Similarly, when AI algorithms proved capable of detecting diseases better than radiologists, as predicted by computer scientist Jeffrey Hinton in 2016, employment in U.S. radiology nonetheless increased. Hinton, who received the Nobel Prize in physics in 2024 for his work on neural networks, later conceded he was "wrong on timing but not the direction," having focused too broadly on image analysis displacement. These AI systems often complement radiologists by making them more productive or shifting their focus to other valuable hospital tasks.

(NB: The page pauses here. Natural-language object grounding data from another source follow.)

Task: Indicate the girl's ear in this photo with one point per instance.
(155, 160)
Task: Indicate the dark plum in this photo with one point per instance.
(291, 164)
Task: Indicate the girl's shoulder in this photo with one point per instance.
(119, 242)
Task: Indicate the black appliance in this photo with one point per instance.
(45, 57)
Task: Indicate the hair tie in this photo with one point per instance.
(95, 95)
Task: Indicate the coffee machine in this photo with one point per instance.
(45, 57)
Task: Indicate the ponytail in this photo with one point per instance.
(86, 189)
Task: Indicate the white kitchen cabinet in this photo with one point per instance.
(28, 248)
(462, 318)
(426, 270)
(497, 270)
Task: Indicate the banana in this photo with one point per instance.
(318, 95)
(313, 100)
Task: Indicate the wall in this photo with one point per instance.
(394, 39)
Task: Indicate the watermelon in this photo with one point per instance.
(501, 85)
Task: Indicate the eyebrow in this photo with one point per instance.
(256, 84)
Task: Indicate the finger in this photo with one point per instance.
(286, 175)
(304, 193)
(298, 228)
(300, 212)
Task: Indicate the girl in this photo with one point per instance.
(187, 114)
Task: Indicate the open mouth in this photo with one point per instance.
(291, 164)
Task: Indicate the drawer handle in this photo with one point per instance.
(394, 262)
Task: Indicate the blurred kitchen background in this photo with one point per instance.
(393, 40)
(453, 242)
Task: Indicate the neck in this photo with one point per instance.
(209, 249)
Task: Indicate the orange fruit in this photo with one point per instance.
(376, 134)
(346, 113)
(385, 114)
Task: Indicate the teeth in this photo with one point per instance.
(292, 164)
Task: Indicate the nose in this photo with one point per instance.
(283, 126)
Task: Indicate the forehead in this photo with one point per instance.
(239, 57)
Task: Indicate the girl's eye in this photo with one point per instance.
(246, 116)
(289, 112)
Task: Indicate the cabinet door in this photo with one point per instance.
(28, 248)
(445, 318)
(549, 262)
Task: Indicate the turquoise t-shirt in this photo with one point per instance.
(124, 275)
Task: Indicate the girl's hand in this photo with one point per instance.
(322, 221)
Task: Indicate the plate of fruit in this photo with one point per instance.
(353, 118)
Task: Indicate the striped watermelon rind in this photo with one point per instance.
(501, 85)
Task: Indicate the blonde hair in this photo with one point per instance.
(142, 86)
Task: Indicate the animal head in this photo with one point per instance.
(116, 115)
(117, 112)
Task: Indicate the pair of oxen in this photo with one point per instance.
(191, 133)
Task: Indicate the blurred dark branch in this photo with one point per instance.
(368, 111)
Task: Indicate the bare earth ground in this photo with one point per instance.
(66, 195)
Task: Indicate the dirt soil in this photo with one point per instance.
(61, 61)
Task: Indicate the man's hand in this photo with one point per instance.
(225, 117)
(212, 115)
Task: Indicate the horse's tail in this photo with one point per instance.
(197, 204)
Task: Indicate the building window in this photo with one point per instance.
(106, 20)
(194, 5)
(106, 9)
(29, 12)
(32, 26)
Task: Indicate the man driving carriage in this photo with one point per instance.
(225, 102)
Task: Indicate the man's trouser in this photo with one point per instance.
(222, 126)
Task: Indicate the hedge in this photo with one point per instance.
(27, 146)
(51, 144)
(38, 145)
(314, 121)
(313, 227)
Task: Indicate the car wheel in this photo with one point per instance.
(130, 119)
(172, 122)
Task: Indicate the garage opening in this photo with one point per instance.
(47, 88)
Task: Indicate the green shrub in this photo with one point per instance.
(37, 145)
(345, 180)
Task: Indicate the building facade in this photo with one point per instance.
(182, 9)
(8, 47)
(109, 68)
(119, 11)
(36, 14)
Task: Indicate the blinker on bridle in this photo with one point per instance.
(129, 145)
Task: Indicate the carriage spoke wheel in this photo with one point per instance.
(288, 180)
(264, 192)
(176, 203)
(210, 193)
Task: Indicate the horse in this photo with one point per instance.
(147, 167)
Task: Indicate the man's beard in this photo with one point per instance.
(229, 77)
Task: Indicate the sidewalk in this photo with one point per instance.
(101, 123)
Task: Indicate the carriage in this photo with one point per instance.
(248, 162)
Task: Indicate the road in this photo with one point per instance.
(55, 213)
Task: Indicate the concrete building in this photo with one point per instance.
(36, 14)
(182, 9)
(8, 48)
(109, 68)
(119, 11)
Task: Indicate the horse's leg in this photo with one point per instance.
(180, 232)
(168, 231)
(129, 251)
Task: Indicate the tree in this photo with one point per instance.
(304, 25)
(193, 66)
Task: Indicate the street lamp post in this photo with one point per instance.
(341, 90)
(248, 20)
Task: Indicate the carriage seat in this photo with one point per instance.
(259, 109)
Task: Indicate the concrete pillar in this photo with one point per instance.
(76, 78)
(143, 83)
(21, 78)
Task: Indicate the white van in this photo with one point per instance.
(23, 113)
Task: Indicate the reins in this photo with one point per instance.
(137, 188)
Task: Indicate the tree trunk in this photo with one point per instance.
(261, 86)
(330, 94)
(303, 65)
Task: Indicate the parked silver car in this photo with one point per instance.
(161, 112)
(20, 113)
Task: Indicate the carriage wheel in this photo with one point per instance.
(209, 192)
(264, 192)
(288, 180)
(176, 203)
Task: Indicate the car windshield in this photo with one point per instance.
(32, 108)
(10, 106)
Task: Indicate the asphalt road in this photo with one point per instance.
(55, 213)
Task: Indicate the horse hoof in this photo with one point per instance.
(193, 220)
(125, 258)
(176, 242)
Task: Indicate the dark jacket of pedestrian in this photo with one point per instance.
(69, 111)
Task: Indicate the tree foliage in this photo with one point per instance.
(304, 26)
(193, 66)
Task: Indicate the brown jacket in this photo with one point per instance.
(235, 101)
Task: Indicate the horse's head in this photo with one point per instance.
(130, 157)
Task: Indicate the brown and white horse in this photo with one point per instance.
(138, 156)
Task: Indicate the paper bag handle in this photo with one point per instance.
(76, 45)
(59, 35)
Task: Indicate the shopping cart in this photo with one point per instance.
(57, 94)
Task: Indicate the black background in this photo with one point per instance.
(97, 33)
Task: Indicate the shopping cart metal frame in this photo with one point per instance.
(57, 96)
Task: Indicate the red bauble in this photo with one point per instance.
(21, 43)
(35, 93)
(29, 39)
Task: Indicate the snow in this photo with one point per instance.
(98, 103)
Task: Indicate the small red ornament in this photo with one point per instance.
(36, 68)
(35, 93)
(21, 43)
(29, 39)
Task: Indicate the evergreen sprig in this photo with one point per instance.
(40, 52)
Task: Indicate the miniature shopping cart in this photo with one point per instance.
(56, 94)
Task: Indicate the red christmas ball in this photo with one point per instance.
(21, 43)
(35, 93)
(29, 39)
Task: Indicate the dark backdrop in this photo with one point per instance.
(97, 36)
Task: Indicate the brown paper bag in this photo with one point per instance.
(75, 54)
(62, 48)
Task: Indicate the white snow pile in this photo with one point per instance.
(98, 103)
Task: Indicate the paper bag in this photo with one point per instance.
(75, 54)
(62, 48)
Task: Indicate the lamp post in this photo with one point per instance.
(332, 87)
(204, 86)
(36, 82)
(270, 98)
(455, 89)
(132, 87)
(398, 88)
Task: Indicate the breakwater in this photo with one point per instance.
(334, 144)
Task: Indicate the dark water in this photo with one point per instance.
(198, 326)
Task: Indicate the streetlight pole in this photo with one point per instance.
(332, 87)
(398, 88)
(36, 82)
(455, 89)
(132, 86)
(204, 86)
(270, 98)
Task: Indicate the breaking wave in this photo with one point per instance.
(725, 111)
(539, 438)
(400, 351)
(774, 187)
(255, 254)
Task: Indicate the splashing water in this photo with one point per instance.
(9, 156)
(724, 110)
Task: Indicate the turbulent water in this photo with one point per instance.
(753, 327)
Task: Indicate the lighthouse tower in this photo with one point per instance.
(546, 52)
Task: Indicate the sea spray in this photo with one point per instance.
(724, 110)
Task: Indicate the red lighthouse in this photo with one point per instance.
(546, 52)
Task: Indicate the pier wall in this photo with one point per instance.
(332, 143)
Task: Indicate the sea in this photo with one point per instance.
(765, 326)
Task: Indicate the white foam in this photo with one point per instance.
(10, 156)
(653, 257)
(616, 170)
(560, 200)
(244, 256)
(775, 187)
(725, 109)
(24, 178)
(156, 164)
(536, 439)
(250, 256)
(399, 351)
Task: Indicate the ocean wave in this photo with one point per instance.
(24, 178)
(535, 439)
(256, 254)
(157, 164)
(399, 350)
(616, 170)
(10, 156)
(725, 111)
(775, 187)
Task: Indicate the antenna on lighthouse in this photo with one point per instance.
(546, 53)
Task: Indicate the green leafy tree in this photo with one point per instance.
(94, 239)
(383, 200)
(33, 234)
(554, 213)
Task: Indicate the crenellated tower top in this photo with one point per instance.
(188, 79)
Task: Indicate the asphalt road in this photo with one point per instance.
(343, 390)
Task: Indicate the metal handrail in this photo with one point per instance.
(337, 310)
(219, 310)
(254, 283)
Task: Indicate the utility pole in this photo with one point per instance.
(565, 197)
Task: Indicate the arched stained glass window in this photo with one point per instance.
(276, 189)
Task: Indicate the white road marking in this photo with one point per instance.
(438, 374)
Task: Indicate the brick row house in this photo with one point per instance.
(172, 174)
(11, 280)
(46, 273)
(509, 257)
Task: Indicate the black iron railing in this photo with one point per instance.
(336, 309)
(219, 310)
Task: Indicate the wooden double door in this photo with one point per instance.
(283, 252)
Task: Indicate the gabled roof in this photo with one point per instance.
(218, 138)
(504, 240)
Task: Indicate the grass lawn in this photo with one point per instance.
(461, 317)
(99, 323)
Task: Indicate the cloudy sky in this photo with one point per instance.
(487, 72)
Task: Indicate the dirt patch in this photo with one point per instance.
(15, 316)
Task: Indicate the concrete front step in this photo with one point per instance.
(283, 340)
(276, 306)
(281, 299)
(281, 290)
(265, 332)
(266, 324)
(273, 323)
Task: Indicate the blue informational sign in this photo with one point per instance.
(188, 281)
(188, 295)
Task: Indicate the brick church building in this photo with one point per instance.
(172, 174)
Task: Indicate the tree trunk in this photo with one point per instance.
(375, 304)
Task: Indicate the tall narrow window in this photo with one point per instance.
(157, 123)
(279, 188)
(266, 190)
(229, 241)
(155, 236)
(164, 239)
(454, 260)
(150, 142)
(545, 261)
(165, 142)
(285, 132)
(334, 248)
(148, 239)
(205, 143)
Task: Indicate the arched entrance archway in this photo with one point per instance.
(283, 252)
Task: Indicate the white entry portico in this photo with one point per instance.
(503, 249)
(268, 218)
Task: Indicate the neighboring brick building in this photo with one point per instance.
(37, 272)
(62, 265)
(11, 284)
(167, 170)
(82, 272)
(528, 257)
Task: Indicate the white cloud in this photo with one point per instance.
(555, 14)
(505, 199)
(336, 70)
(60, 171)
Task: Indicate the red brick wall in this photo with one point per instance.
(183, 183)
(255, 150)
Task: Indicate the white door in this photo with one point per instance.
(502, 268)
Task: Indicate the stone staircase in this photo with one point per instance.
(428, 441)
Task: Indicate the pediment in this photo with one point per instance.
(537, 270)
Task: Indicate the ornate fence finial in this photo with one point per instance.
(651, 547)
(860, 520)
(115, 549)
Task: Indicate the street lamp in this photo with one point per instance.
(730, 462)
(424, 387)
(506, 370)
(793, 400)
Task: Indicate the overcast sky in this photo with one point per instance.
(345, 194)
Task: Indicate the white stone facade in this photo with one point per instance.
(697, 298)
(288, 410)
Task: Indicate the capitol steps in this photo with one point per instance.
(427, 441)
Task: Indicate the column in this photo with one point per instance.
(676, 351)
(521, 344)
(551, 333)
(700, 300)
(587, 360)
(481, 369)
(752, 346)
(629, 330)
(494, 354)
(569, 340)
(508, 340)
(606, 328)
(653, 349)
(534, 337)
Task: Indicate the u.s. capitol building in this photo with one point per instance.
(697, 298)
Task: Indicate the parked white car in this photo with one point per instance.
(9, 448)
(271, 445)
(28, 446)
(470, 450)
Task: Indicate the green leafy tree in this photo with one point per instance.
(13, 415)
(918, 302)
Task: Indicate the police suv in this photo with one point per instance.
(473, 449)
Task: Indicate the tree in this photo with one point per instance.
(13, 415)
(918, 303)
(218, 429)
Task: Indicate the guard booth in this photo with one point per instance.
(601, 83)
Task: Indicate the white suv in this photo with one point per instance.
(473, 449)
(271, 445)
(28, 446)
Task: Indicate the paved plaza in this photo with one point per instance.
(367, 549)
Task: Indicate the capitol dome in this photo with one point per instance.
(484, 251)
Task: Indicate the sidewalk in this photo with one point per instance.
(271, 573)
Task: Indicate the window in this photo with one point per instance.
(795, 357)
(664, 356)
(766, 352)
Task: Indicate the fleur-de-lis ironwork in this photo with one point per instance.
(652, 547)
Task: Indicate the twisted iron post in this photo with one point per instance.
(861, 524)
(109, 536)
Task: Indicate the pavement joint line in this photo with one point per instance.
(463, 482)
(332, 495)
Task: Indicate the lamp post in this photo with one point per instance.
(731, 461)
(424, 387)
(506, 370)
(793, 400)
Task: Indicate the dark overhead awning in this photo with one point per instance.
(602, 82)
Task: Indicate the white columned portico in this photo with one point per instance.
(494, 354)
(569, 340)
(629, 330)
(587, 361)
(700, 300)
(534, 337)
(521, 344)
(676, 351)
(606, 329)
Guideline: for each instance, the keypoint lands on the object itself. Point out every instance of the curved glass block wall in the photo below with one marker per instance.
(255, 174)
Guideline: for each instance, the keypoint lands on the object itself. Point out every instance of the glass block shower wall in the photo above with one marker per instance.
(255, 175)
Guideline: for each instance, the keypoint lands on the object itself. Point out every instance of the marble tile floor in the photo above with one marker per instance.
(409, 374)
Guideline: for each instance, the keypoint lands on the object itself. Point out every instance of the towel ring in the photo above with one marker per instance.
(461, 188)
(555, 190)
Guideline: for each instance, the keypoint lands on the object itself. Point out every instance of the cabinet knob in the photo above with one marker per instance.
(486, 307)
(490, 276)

Historically, the helpful complementing force has consistently overpowered the harmful substituting force, maintaining sufficient demand for human work. However, Dr. Susskind concluded his Gresham College lecture by raising a crucial, tentative question about the future. He notes that the increasing capability of technologies—which he terms task encroachment—is "gradually but relentlessly encroaching" on manual, cognitive, and affective tasks. The concern is that this increasing technological power might strengthen the substituting force while simultaneously weakening the complementing force, as the "shrinking set of tasks and activities" that machines cannot yet do—the traditional refuge for displaced workers—is becoming smaller. The ultimate question is whether this historical balancing act, which has defined the age of labor, will continue to hold as this century unfolds.